Once after I turned on my cell phone, I received six messages, all from the information center. It said that I had received a picture message and informed me to check it online. I didn't know how to use the Internet so I could not check online. But I felt that maybe the information center knew the truth about Dafa. Since my cell phone number had been exposed, I would not be afraid any more. My cell phone number was registered with an alias. I started to send messages to the newspaper agencies and the police, whom I'd dared not contact before. Fellow practitioners helped me collect phone numbers of the chief police officers, 610 Office staff, and the police. I sent messages to each of them without any fear. When I sent messages to those working in prisons, I wrote: "Heaven is eradicating the CCP, stop persecuting Dafa practitioners, it is heavenly justice that good is rewarded with good and evil is punished with evil." At the same time, I sent forth righteous thoughts to eliminate all the evil beings that persecuted Dafa practitioners in the prison. I also noticed that the cell phone numbers for the guards were all consecutive numbers, with only the final number different, so I created more numbers accordingly, which most probably were numbers of other guards in the prison. I changed the text to: "Keep in mind: Falun Dafa is good. The Tiananmen self-immolation incident was a propaganda ploy staged by the CCP, " etc. During that time, I felt clearly that I improved quickly and that I could recite the Fa quickly. My physical condition was also very good. I also looked within actively. On May 13, 2008, the Ninth World Falun Dafa Day, I sent out more than 150 Dafa truth clarifications messages successfully. For security reasons, I changed to a new cell phone number. I will keep on doing this until the Fa rectifies the human world.

When I send messages, I feel that I am a Dafa particle and that I have already melted into the Fa. This is a feeling that I never had before. I really feel that Teacher is right beside me. It is really beyond any language to express my thanks to Teacher. I am so excited that I cannot hold back my tears. How lucky to be a Dafa practitioner in the Fa-rectification period! But what I do is so minimal. Fellow practitioners always comfort me by saying,"You have that heart, Teacher has already seen it." But I always feel that I am not worthy of Teacher's compassionate salvation.

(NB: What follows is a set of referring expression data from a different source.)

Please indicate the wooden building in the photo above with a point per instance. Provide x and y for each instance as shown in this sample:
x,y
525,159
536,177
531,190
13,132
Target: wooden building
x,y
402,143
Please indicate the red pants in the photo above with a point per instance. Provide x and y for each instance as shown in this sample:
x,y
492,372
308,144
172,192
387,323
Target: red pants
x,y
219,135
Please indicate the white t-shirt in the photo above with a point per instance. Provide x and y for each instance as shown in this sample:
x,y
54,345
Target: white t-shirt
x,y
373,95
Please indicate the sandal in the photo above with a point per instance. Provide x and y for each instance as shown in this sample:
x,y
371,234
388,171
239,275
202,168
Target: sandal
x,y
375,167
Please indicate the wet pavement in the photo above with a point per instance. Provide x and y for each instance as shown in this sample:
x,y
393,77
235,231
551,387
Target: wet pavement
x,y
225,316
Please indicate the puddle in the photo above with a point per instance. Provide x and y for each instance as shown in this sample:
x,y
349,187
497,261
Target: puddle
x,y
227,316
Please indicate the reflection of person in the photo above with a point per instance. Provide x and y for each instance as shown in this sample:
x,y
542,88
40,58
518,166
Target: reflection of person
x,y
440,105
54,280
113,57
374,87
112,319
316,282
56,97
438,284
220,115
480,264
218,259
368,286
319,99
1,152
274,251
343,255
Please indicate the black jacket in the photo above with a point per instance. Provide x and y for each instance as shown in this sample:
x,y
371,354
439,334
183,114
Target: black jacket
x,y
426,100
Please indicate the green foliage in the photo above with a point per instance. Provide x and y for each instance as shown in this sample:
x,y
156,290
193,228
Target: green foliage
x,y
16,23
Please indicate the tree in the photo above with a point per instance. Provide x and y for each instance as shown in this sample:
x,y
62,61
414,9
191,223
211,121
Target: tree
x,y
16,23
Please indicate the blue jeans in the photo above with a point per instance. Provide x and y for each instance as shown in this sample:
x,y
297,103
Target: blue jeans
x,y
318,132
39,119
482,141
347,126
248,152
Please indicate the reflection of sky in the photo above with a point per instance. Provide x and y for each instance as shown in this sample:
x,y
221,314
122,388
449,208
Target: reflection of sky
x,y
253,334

Though I can put down life-and-death and various desires, I still have much karma and many attachments to be removed. The attachment of self-contempt is very bad. I will try to let go of this attachment.

I hope that I can read more experience sharings from handicapped fellow practitioners on the Clearwisdom website. Disabled as we are, we cannot lower our xinxing level. The attachment of self-contempt has to be removed. As long as we regard ourselves as Dafa practitioners and act strictly according to Dafa, Teacher will protect us just the same. Since Teacher has chosen us, shouldn't we be proud of ourselves? Let's grandly walk on our own path of cultivation.

Fellow practitioners, please point out with compassion anything inappropriate.

Heshi to Teacher. Heshi to fellow practitioners.